Ana: Es más de lo que mereces; pero, puesto que me enseñas a adularte, imagina que ya te he dicho adiós.
(Se van Lady Ana, Tressel y Berkeley)
Gloucester: Señores, llevaos el cadáver.
Caballero: ¿A Chertsey, noble señor?
Gloucester: No, a White-Friars: esperad allí a mi llegada.
(Se van todos menos Gloucester)
¿Se ha cortejado jamás a una mujer en tal humor? ¿Se ha conquistado jamás a una mujer en tal humor?

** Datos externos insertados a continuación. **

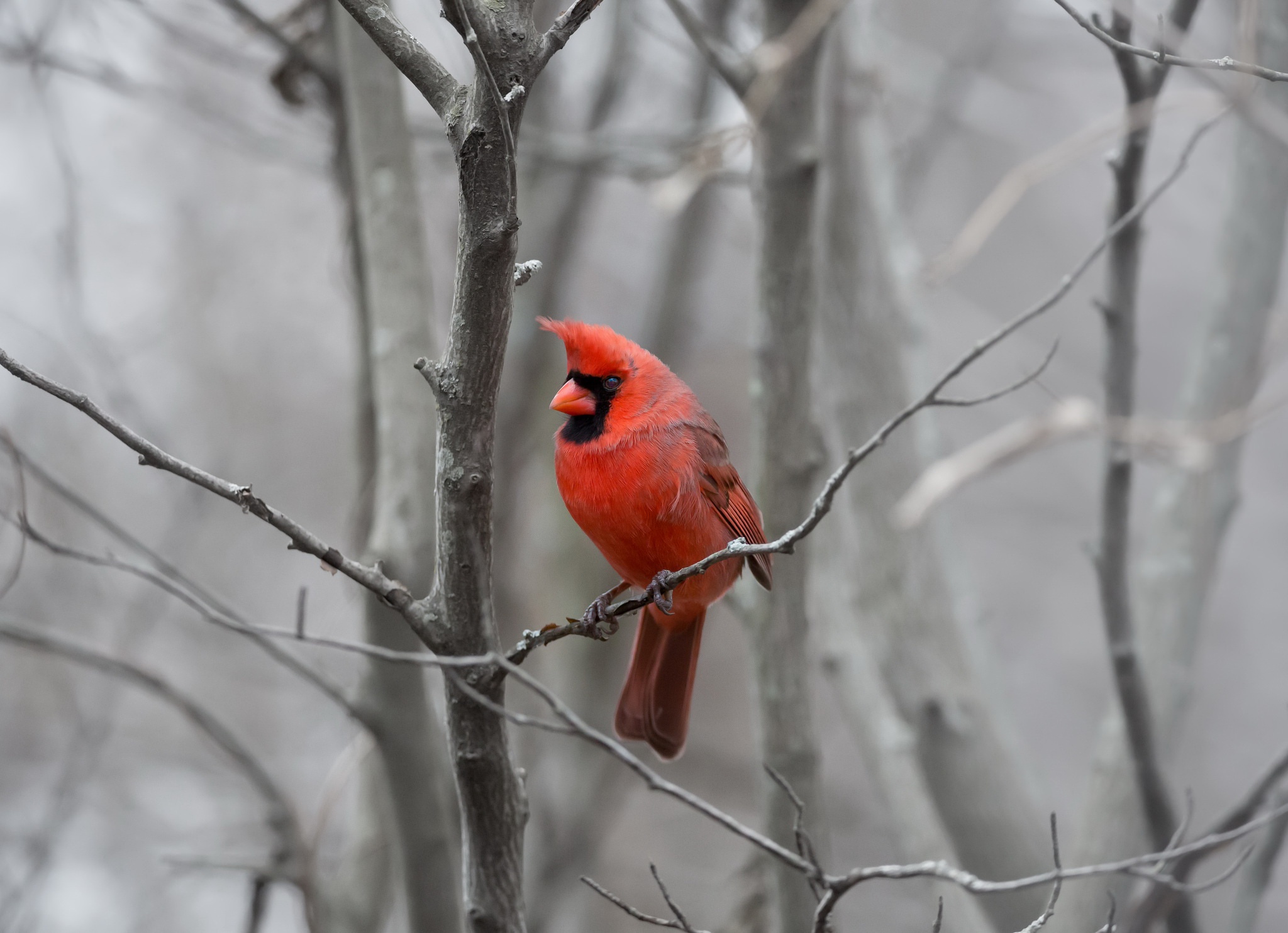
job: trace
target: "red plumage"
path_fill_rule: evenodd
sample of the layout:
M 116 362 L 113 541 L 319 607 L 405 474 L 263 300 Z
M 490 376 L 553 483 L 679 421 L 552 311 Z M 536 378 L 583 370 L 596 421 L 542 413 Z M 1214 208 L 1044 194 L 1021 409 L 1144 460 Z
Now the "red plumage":
M 571 417 L 555 434 L 555 479 L 568 512 L 622 579 L 644 589 L 733 538 L 762 543 L 760 510 L 729 462 L 715 420 L 662 360 L 600 324 L 538 320 L 568 354 L 568 381 L 551 408 Z M 640 614 L 617 704 L 617 734 L 676 758 L 707 606 L 742 573 L 716 564 L 672 593 L 672 614 Z M 770 586 L 769 555 L 750 559 Z

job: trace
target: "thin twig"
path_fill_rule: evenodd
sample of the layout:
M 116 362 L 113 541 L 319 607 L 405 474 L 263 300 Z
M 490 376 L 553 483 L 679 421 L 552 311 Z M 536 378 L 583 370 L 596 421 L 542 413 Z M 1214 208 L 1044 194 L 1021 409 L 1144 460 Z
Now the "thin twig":
M 492 106 L 496 107 L 496 118 L 501 124 L 501 139 L 505 142 L 505 161 L 510 174 L 510 214 L 514 214 L 519 198 L 518 154 L 514 143 L 514 124 L 510 120 L 509 97 L 501 94 L 501 86 L 496 82 L 492 72 L 492 63 L 487 60 L 479 35 L 470 21 L 469 5 L 473 0 L 452 0 L 456 6 L 456 15 L 461 18 L 461 37 L 465 46 L 474 58 L 474 64 L 483 73 L 487 82 L 488 94 L 492 95 Z
M 989 393 L 988 395 L 976 395 L 972 399 L 952 399 L 952 398 L 939 399 L 935 402 L 935 404 L 942 405 L 944 408 L 972 408 L 975 405 L 983 405 L 988 402 L 997 402 L 998 399 L 1011 395 L 1012 393 L 1018 393 L 1020 389 L 1029 385 L 1030 382 L 1033 382 L 1033 380 L 1041 377 L 1042 373 L 1046 372 L 1046 368 L 1051 365 L 1051 360 L 1055 359 L 1055 351 L 1059 349 L 1060 349 L 1060 338 L 1056 337 L 1055 342 L 1051 344 L 1051 349 L 1047 351 L 1047 355 L 1042 359 L 1042 363 L 1038 364 L 1037 369 L 1033 369 L 1028 376 L 1016 380 L 1005 389 L 998 389 L 996 393 Z
M 1225 55 L 1224 58 L 1186 58 L 1184 55 L 1173 55 L 1163 48 L 1146 49 L 1140 45 L 1124 42 L 1096 26 L 1096 23 L 1087 17 L 1078 13 L 1078 10 L 1075 10 L 1068 0 L 1055 0 L 1055 3 L 1059 4 L 1060 9 L 1068 13 L 1073 21 L 1078 23 L 1078 26 L 1084 28 L 1114 51 L 1136 55 L 1139 58 L 1148 58 L 1162 67 L 1198 68 L 1200 71 L 1234 71 L 1240 75 L 1252 75 L 1253 77 L 1260 77 L 1266 81 L 1288 81 L 1288 72 L 1265 68 L 1260 64 L 1249 64 L 1248 62 L 1238 62 L 1229 55 Z
M 305 861 L 303 834 L 289 798 L 259 759 L 205 707 L 137 664 L 112 658 L 45 631 L 0 619 L 0 640 L 134 683 L 182 713 L 192 726 L 228 755 L 264 799 L 268 808 L 265 821 L 276 839 L 272 857 L 273 869 L 283 880 L 300 885 L 301 889 L 305 887 L 301 874 Z
M 276 44 L 282 51 L 286 53 L 287 58 L 300 62 L 305 68 L 313 72 L 313 75 L 316 75 L 328 90 L 335 91 L 335 71 L 318 62 L 307 49 L 282 32 L 282 30 L 279 30 L 272 21 L 261 17 L 252 6 L 243 3 L 243 0 L 216 0 L 216 3 L 231 10 L 233 15 L 245 21 L 256 32 Z
M 162 592 L 183 602 L 185 606 L 192 609 L 206 622 L 251 638 L 260 647 L 260 650 L 264 651 L 264 654 L 267 654 L 269 658 L 272 658 L 274 661 L 281 664 L 291 673 L 296 674 L 301 679 L 313 685 L 317 690 L 319 690 L 325 696 L 327 696 L 327 699 L 335 703 L 355 722 L 363 726 L 367 725 L 362 710 L 349 701 L 348 696 L 345 696 L 344 691 L 336 683 L 332 683 L 327 677 L 314 670 L 312 667 L 301 661 L 290 651 L 283 651 L 282 649 L 277 647 L 277 645 L 269 641 L 269 638 L 263 632 L 258 631 L 255 625 L 251 625 L 249 622 L 237 616 L 227 607 L 215 609 L 211 605 L 209 605 L 209 601 L 205 600 L 204 596 L 202 597 L 194 596 L 191 591 L 185 589 L 183 586 L 179 586 L 175 580 L 169 579 L 167 577 L 161 575 L 158 573 L 153 573 L 147 568 L 137 566 L 134 564 L 130 564 L 129 561 L 122 561 L 118 557 L 112 557 L 112 556 L 104 557 L 99 555 L 88 553 L 85 551 L 79 551 L 76 548 L 71 548 L 64 544 L 58 544 L 57 542 L 50 540 L 43 533 L 32 528 L 31 522 L 27 521 L 26 516 L 19 516 L 19 517 L 23 533 L 31 539 L 33 544 L 45 548 L 52 555 L 55 555 L 58 557 L 66 557 L 68 560 L 80 561 L 82 564 L 89 564 L 90 566 L 118 570 L 121 573 L 130 574 L 131 577 L 137 577 L 138 579 L 152 584 L 153 587 L 161 589 Z M 292 634 L 296 640 L 300 641 L 305 640 L 305 636 L 303 634 L 303 631 L 299 628 L 299 625 L 296 625 Z
M 229 483 L 228 480 L 209 474 L 200 467 L 185 463 L 178 457 L 173 457 L 152 441 L 135 434 L 133 429 L 107 414 L 88 395 L 72 391 L 71 389 L 67 389 L 66 386 L 62 386 L 32 369 L 28 369 L 3 349 L 0 349 L 0 365 L 23 382 L 36 386 L 37 389 L 53 395 L 61 402 L 66 402 L 72 408 L 88 416 L 108 434 L 139 454 L 140 465 L 152 466 L 174 474 L 180 479 L 185 479 L 189 483 L 214 493 L 222 499 L 228 499 L 229 502 L 240 506 L 243 512 L 250 512 L 260 521 L 272 525 L 290 538 L 291 543 L 289 547 L 291 550 L 303 551 L 304 553 L 318 557 L 326 566 L 334 568 L 352 580 L 361 583 L 376 596 L 385 600 L 394 609 L 403 613 L 403 615 L 408 615 L 410 613 L 419 616 L 422 623 L 429 622 L 431 615 L 429 607 L 424 604 L 417 604 L 402 583 L 389 579 L 380 571 L 379 568 L 366 566 L 365 564 L 359 564 L 355 560 L 345 557 L 339 550 L 327 544 L 290 516 L 277 511 L 261 498 L 256 497 L 249 485 L 241 486 Z

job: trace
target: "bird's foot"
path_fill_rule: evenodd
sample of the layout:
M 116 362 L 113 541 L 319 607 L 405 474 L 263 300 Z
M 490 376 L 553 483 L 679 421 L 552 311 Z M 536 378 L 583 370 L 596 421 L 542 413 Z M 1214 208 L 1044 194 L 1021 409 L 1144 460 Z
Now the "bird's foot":
M 616 615 L 608 614 L 608 607 L 613 605 L 613 600 L 626 591 L 627 586 L 626 583 L 618 583 L 608 592 L 596 596 L 595 601 L 586 606 L 586 611 L 581 614 L 581 624 L 586 627 L 586 633 L 591 638 L 608 641 L 609 636 L 617 634 L 621 623 L 617 622 Z
M 648 584 L 644 595 L 653 600 L 653 604 L 663 613 L 674 615 L 671 611 L 671 593 L 666 588 L 666 579 L 670 575 L 668 570 L 658 570 L 657 577 L 654 577 L 653 582 Z

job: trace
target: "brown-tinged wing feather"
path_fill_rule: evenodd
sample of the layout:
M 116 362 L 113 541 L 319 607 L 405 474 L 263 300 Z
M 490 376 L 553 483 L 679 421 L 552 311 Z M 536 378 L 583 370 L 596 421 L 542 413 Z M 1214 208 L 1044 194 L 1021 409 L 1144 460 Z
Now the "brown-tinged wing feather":
M 693 423 L 693 438 L 698 447 L 701 468 L 698 484 L 702 494 L 715 506 L 725 526 L 735 538 L 744 538 L 748 544 L 765 543 L 765 528 L 760 520 L 760 510 L 755 499 L 742 484 L 742 477 L 729 462 L 729 448 L 715 420 L 702 412 L 701 421 Z M 751 575 L 765 589 L 773 586 L 772 555 L 757 553 L 747 559 Z

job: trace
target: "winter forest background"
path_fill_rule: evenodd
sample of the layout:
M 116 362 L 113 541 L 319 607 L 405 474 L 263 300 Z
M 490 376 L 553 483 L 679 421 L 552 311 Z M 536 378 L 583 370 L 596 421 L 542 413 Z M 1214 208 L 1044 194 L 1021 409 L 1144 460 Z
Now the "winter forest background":
M 189 463 L 254 483 L 256 495 L 361 556 L 371 513 L 368 363 L 336 125 L 319 84 L 270 35 L 330 62 L 328 31 L 343 28 L 332 17 L 348 14 L 312 3 L 246 4 L 0 1 L 0 346 Z M 538 0 L 538 26 L 556 5 Z M 1108 15 L 1099 0 L 1081 9 L 1092 6 Z M 750 0 L 693 9 L 737 49 L 760 41 L 764 14 Z M 1141 0 L 1133 10 L 1139 44 L 1153 42 L 1163 9 Z M 397 12 L 452 73 L 471 73 L 435 3 L 402 0 Z M 354 31 L 355 40 L 367 41 Z M 1105 153 L 1119 144 L 1123 115 L 1112 55 L 1054 0 L 850 0 L 819 41 L 808 382 L 826 454 L 806 501 L 848 448 L 975 340 L 1048 293 L 1104 236 L 1114 184 Z M 1284 68 L 1288 4 L 1207 0 L 1184 53 Z M 554 485 L 550 436 L 560 416 L 546 400 L 563 381 L 563 358 L 558 341 L 535 335 L 535 315 L 607 323 L 656 349 L 720 422 L 753 490 L 760 452 L 775 440 L 757 420 L 761 230 L 750 133 L 738 129 L 747 125 L 743 103 L 663 0 L 604 0 L 528 91 L 518 259 L 544 265 L 515 291 L 498 396 L 492 598 L 501 646 L 581 615 L 616 582 Z M 1276 408 L 1288 393 L 1288 317 L 1275 297 L 1288 149 L 1271 140 L 1284 93 L 1252 77 L 1173 68 L 1145 169 L 1148 189 L 1227 99 L 1260 102 L 1261 129 L 1240 113 L 1224 117 L 1144 220 L 1136 408 L 1166 436 L 1133 441 L 1132 600 L 1167 786 L 1179 811 L 1193 799 L 1188 838 L 1247 793 L 1288 734 L 1288 432 Z M 457 176 L 442 121 L 406 81 L 402 106 L 431 336 L 430 345 L 397 346 L 397 365 L 421 407 L 413 417 L 431 425 L 433 396 L 412 362 L 447 340 Z M 1251 190 L 1240 179 L 1253 180 Z M 949 256 L 1003 180 L 1015 194 L 1009 210 Z M 1131 785 L 1126 798 L 1105 790 L 1126 766 L 1091 559 L 1104 432 L 1030 445 L 912 530 L 890 520 L 940 457 L 1045 416 L 1060 399 L 1088 398 L 1099 411 L 1105 336 L 1096 302 L 1105 282 L 1101 259 L 953 394 L 1015 382 L 1056 345 L 1037 378 L 900 427 L 858 467 L 805 548 L 813 725 L 804 731 L 820 762 L 808 818 L 828 867 L 945 857 L 998 880 L 1036 874 L 1050 867 L 1052 811 L 1065 865 L 1153 851 L 1131 835 L 1140 822 Z M 1243 347 L 1243 362 L 1212 377 L 1213 356 L 1230 345 Z M 1242 378 L 1247 398 L 1204 396 L 1213 378 Z M 317 559 L 283 550 L 278 533 L 236 506 L 140 468 L 81 413 L 6 374 L 0 412 L 9 439 L 0 457 L 0 622 L 129 659 L 216 716 L 289 798 L 312 879 L 301 888 L 269 878 L 256 914 L 249 901 L 272 830 L 261 797 L 223 750 L 138 685 L 0 640 L 0 930 L 456 925 L 408 910 L 408 897 L 422 892 L 412 884 L 408 896 L 397 827 L 412 817 L 406 800 L 390 803 L 371 739 L 254 640 L 210 624 L 200 609 L 276 627 L 303 614 L 310 634 L 352 641 L 367 637 L 368 597 L 344 574 L 321 571 Z M 1233 430 L 1200 430 L 1230 412 Z M 1200 427 L 1186 432 L 1186 423 Z M 1198 466 L 1186 457 L 1195 444 Z M 1224 537 L 1212 517 L 1220 507 L 1176 510 L 1195 484 L 1218 489 L 1203 493 L 1212 499 L 1236 494 Z M 431 497 L 433 477 L 422 485 Z M 1177 571 L 1168 560 L 1182 551 L 1199 560 Z M 151 568 L 153 579 L 86 557 Z M 157 586 L 175 579 L 158 561 L 187 580 L 174 587 L 187 602 Z M 674 764 L 641 758 L 760 826 L 765 800 L 779 791 L 760 767 L 746 620 L 753 598 L 739 584 L 708 619 L 685 755 Z M 608 728 L 629 637 L 626 624 L 607 643 L 563 640 L 535 651 L 524 669 Z M 392 638 L 415 646 L 406 632 Z M 279 646 L 345 695 L 370 700 L 361 655 Z M 880 673 L 863 681 L 873 659 Z M 430 779 L 413 784 L 447 803 L 440 813 L 429 808 L 438 817 L 416 818 L 439 820 L 434 838 L 459 862 L 442 676 L 426 670 L 425 679 L 421 690 L 404 678 L 404 692 L 385 699 L 429 704 L 429 717 L 408 727 L 424 739 L 415 741 Z M 880 722 L 873 691 L 886 700 Z M 546 712 L 513 685 L 507 703 Z M 696 929 L 792 928 L 783 882 L 744 842 L 577 739 L 511 726 L 510 743 L 531 807 L 529 930 L 640 927 L 583 885 L 583 874 L 671 918 L 649 862 Z M 963 753 L 971 745 L 983 752 Z M 908 786 L 893 777 L 909 748 L 930 811 L 902 799 Z M 894 764 L 878 767 L 882 755 Z M 909 812 L 929 813 L 929 822 L 909 824 Z M 1275 878 L 1256 927 L 1231 920 L 1236 902 L 1255 898 L 1252 869 L 1273 869 L 1264 849 L 1194 898 L 1198 929 L 1288 924 L 1288 888 Z M 1235 854 L 1215 856 L 1197 878 Z M 1127 905 L 1132 885 L 1113 885 Z M 1070 882 L 1047 928 L 1094 933 L 1105 887 Z M 944 930 L 1006 933 L 1033 920 L 1047 894 L 974 901 L 949 891 L 867 882 L 833 923 L 929 930 L 943 893 Z M 796 927 L 809 928 L 808 918 Z

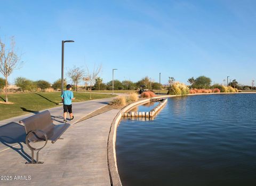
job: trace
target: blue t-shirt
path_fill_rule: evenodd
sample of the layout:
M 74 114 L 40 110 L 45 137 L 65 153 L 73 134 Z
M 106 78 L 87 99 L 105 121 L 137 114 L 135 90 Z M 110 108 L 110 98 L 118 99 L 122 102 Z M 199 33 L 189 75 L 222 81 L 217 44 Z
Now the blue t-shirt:
M 65 91 L 61 94 L 61 98 L 63 98 L 63 104 L 72 104 L 72 99 L 74 98 L 73 92 L 69 90 Z

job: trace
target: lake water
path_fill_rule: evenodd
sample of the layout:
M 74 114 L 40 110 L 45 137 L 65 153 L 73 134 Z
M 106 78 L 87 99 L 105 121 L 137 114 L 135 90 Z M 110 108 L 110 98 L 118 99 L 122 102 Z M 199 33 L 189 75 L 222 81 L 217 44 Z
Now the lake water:
M 170 98 L 121 122 L 116 153 L 124 186 L 256 185 L 256 94 Z

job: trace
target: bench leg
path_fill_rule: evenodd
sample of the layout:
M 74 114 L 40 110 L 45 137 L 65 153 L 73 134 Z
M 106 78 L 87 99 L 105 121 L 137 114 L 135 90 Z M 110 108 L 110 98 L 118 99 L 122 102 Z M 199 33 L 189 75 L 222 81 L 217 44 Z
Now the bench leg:
M 41 149 L 40 149 L 41 150 Z M 31 149 L 31 162 L 26 162 L 25 164 L 43 164 L 44 162 L 43 161 L 39 161 L 38 160 L 39 159 L 39 151 L 40 151 L 38 150 L 37 152 L 36 152 L 36 161 L 35 161 L 35 159 L 34 159 L 34 150 L 33 149 Z

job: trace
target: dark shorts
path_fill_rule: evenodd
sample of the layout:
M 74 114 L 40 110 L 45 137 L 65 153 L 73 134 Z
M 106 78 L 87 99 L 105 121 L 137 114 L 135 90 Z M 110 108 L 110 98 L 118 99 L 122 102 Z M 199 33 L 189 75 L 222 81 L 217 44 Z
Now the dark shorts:
M 63 104 L 63 109 L 64 112 L 67 112 L 68 110 L 69 114 L 72 113 L 72 104 Z

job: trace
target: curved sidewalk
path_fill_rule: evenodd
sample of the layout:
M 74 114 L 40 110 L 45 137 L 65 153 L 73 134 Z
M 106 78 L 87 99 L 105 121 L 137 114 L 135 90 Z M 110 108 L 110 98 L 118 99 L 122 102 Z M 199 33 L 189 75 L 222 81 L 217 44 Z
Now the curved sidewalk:
M 74 103 L 76 120 L 105 106 L 110 100 Z M 62 120 L 59 117 L 62 116 L 61 107 L 49 110 L 56 117 L 54 123 Z M 31 180 L 0 180 L 0 185 L 110 185 L 108 137 L 111 124 L 118 111 L 113 109 L 71 125 L 62 135 L 63 140 L 54 144 L 49 142 L 40 151 L 39 160 L 44 161 L 41 165 L 25 164 L 30 159 L 30 151 L 23 143 L 26 133 L 23 126 L 10 119 L 0 122 L 0 149 L 5 148 L 0 150 L 0 175 L 12 176 L 13 180 L 15 176 L 27 179 L 31 176 Z M 12 122 L 19 119 L 15 117 Z M 6 121 L 9 124 L 4 125 Z M 9 130 L 8 125 L 12 125 Z M 17 131 L 20 135 L 13 135 Z

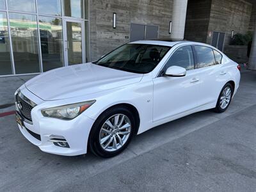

Yo la he conquistado, pero no la conservaré mucho tiempo. ¡Qué!, yo, que maté a su marido y a su padre, ¡apoderarme de ella en el mayor odio de su corazón, con maldiciones en la boca, y lágrimas en los ojos, al lado de ensangrentado testigo de su odio; teniendo contra mí a Dios, a su conciencia y estos obstáculos, y sin amigos que respaldaran mi pretensión al mismo tiempo, sino el mismo demonio y la cara simuladora, y sin embargo, ganarla a ella: el mundo entero contra nada. ¡Ja, ja! ¿Ha olvidado ya a aquel valiente príncipe, Eduardo, su señor, a quien yo, hará unos tres meses, apuñalé en mi furia en Tewksbury? El espacioso mundo no puede volver a ofrecer un caballero más dulce y amable, formado en la prodigalidad de la naturaleza, joven, valiente y sabio, sin duda egregio de veras; y, con todo, ¿ella baja los ojos hasta mí, que segué la dorada primavera de ese dulce príncipe, y la dejé viuda en lecho de gemidos; hasta mí, que no igualo entero a la mitad de Eduardo; a mí, que soy tan renqueante y deforme? Apuesto mi ducado contra un ochavo de mendigo, que me había engañado hasta ahora sobre mi persona: por vida mía, aunque yo no pueda, ella encuentra que soy un hombre maravillosamente grato. Me gastaré algo en un espejo y ocuparé una veintena o dos de sastres en que estudien modas con que adornar mi cuerpo: puesto que he llegado a introducirme en mi propio favor, lo mantendré en la tumba, y luego volveré con lamentos a mi amor. Brilla, hermoso sol, hasta que me compre un espejo, para que pueda ver mi sombra al caminar.